Foto: Falk von Traubenberg
Das Larghetto gibt Serse, hier Moderator einer Show für Nachwuchstalente, gleich selbst zum Besten und begleitet sich dazu selbst am Flügel. Während der inszenierten Ouvertüre hat Serse schon klargestellt, dass sein Verhältnis zur Haushälterin Amastre mit Liebe nichts zu tun hat. Vom flackernden Licht haben sich die beiden nicht stören lassen. Für die folgenden Bilder hat sich Cencic auf der Dreh-Bühne eine Konstruktion erstellen lassen, die die Villa Serses und andere Schauplätze darstellen kann.
Foto: Falk von Traubenberg
Sei es die Poolparty mit den Häschen, das Shopping der Schwestern Romilda und Atalanta im Pretty Women Fashion-Store (während die Herren sich im „The frustrated Lovers“ stärken) oder die Sitzung in der Zentrale des Plattenkonzerns mit dem Auftritt Heinos: Die Inszenierung bietet vier Stunden hervorragende, bestens ausgearbeitete Unterhaltung. Als Atalanta Serse anruft, klingelt das Handy. Erst beim zweiten Klingeln entdeckt man, dass das Orchester klingelt…

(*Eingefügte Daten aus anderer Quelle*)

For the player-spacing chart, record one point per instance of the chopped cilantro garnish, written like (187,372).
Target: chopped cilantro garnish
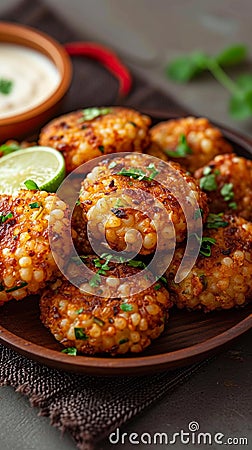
(227,192)
(206,244)
(31,185)
(72,351)
(139,264)
(6,149)
(232,205)
(95,280)
(216,221)
(139,174)
(126,307)
(154,171)
(6,86)
(98,321)
(112,165)
(198,213)
(123,341)
(6,217)
(119,203)
(80,334)
(18,286)
(182,148)
(208,181)
(35,205)
(93,113)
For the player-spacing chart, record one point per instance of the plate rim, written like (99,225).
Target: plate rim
(139,364)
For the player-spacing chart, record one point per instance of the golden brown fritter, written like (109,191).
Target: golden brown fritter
(203,141)
(26,261)
(227,180)
(223,279)
(94,324)
(79,232)
(84,135)
(117,213)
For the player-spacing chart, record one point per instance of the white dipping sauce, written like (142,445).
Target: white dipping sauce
(34,78)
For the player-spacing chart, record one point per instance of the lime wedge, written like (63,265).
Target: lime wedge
(44,165)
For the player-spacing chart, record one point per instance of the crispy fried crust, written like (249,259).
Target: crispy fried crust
(222,280)
(26,261)
(106,325)
(103,210)
(80,140)
(230,169)
(204,140)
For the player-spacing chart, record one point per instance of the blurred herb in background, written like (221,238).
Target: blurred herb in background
(187,67)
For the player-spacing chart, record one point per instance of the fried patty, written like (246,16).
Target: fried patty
(26,260)
(116,200)
(203,142)
(223,279)
(85,134)
(227,180)
(106,324)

Foto: Falk von Traubenberg
Ein einziges Fest für das Auge (und die Sinne), sind die Kostüme von Sarah Rolke (Mitarbeit Kostüme Wicke Naujoks). Grandios, wie sie das hässliche Entlein Atalanta von ihrer Schwester Romilda absetzt, ohne Atalanta aber auch nur ansatzweise blosszustellen. Die Beleuchtung von Stefan Woinke und die Choreografie von David Laera unterstützen den überragenden Gesamteindruck
Keine Wünsche offen lässt die Gestaltung des Bruderpaares Serse und Arsamene durch die Counter-Tenöre Franco Fagioli und Max Emanuel Cencic. Beide sind in absoluter Höchstform zu erleben! Perfekte Technik und perfekte emotionale Durchdringung der Arien und keine Scheu vor schauspielerischen Aufgaben liessen die Darbietung der beiden Sänger, deren Stimmen perfekt harmonierten, zum wahren Vergnügen werden. Ihnen ebenbürtig die amerikanische Sopranistin Lauren Snouffer als Romilda und die Schottin Katherine Manley als Atalanta. Hervorragend, wie sie die Intrigantin Atalanta mit grosser Liebenswürdigkeit spielen konnte. Ariana Lucas in der Rolle der Haushälterin Amastre hatte schon nach der Ouvertüre alle Sympathien auf ihrer Seite. Pavel Kudinov als Ariodate und Yang Xu als Elviro lieferten ebenfalls hochstehende Rollenportraits ab.
Die Deutschen Händel-Solisten brillierten unter der musikalischen Leitung von George Petrou, den Händel-Festspielchor hatte Marius Zachmann vorbereitet
Ein Traum! Besser ist Händel im Moment wohl kaum zu erleben!
Weitere Aufführungen im Rahmen der 42. INTERNATIONALE HÄNDEL-FESTSPIELE 2019:
Dienstag, 26.02.2019, 19:00
Weitere Aufführungen im Rahmen der 43. INTERNATIONALE HÄNDEL-FESTSPIELE 2020 (Voverkauf hat begonnen!):
Mit David Hansen, Max Emanuel Cencic, Lauren Snouffer, Katherine Manley, Ariana Lucas u.a.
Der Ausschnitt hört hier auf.